Ze duwde me aan de kant en boog zich over de afdruk die ik
met zoveel zorg had vervaardigd.
Minutenlang zweeg ze, bewegingloos. Toen ze zich omdraaide
zag ik tranen in haar ogen.
Wist zij wat ze deed? Wist ik wat ik deed? Ik heb het me
afgevraagd op de zeldzame momenten die ik me nadien toestond terug te denken
aan dat moment.
Over de uren daarna wens ik te zwijgen.
De volgende dag heb ik mijn gereedschap bij elkaar gezocht
en ben vertrokken.
Zoals gezegd: ik ken mijn plaats.
De afdrukken heeft zij gehouden.

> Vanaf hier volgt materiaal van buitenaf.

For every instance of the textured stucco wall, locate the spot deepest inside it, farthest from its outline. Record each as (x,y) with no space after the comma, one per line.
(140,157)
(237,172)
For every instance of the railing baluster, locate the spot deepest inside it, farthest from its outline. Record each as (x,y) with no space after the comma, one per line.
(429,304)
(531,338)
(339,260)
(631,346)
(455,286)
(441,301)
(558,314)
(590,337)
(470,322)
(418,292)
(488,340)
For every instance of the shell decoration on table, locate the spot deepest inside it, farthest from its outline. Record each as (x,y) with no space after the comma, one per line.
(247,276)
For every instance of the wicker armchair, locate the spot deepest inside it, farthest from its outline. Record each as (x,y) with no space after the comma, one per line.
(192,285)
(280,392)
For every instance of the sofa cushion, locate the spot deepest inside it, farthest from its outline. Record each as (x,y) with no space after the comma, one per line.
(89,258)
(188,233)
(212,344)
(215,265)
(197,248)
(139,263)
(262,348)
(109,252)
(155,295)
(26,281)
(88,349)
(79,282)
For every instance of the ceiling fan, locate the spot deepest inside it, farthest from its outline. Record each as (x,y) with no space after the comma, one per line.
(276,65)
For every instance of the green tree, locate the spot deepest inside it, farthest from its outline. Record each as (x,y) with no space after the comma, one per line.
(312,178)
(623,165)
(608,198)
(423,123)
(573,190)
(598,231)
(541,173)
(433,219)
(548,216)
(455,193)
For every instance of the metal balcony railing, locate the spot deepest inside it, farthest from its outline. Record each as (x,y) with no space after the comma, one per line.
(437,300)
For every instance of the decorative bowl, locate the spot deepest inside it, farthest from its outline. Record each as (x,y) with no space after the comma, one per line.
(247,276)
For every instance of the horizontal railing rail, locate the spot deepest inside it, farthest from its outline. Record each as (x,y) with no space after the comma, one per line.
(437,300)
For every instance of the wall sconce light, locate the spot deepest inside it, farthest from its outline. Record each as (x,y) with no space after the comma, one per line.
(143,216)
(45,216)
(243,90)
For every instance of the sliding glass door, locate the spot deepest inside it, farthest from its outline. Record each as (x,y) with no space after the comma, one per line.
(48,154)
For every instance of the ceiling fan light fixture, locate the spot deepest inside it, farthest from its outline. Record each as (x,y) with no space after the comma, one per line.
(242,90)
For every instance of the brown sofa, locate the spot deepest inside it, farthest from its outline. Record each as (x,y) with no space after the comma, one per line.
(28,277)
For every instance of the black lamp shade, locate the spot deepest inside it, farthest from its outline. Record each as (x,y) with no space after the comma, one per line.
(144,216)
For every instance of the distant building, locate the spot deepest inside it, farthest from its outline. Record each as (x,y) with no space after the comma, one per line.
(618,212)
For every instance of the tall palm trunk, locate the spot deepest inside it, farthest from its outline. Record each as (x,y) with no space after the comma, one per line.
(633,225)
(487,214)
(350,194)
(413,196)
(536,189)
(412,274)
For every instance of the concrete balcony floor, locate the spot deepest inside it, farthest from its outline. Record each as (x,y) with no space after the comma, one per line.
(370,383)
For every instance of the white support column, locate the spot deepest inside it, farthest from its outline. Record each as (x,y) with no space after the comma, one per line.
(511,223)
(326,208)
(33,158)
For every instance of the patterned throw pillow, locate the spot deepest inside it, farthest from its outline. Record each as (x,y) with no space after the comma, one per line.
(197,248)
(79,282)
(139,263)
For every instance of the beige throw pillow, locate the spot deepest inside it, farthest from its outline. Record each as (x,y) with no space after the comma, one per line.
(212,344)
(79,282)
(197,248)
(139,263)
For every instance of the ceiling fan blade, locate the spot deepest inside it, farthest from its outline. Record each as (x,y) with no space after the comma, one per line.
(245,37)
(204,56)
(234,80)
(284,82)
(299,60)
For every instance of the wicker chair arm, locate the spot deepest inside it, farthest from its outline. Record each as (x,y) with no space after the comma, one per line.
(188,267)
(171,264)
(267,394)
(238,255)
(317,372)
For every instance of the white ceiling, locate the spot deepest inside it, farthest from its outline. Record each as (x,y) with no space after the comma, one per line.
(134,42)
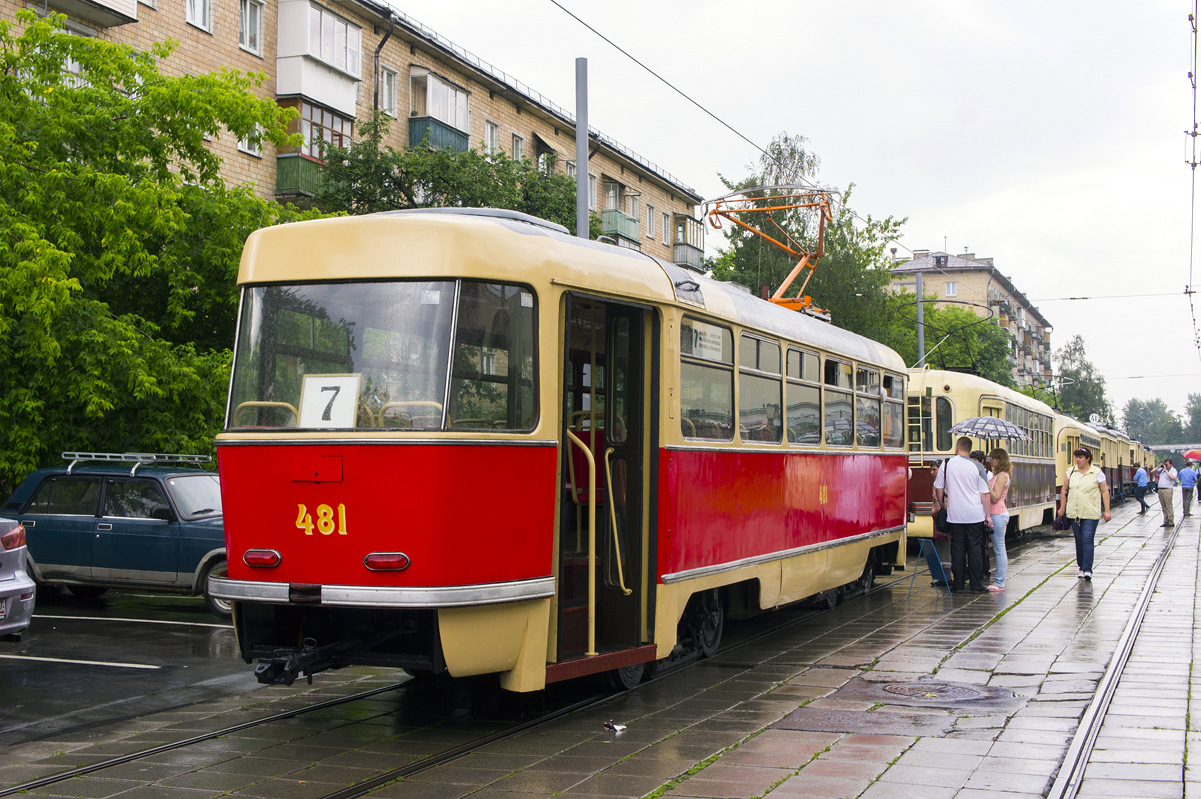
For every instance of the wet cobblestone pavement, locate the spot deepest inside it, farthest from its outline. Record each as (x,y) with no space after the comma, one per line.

De glasplaten heeft ze me
toegestuurd. Ik heb ze zonder een woord van uitleg weggeborgen. Pas jaren later
heb ik ze noodgedwongen tevoorschijn gehaald toen ik glas nodig had voor de
jonge aardbeien achter het huis. Een hagelbui had al het oude verwoest, geld
voor nieuw was er niet.
Ik heb ze niet tegen het licht gehouden. Al kreeg ik ze onvermijdelijk onder ogen. Ze oogden
vaag, als een herinnering.
Uiteraard vroeg mijn vrouw waar dit rare glas vandaan kwam.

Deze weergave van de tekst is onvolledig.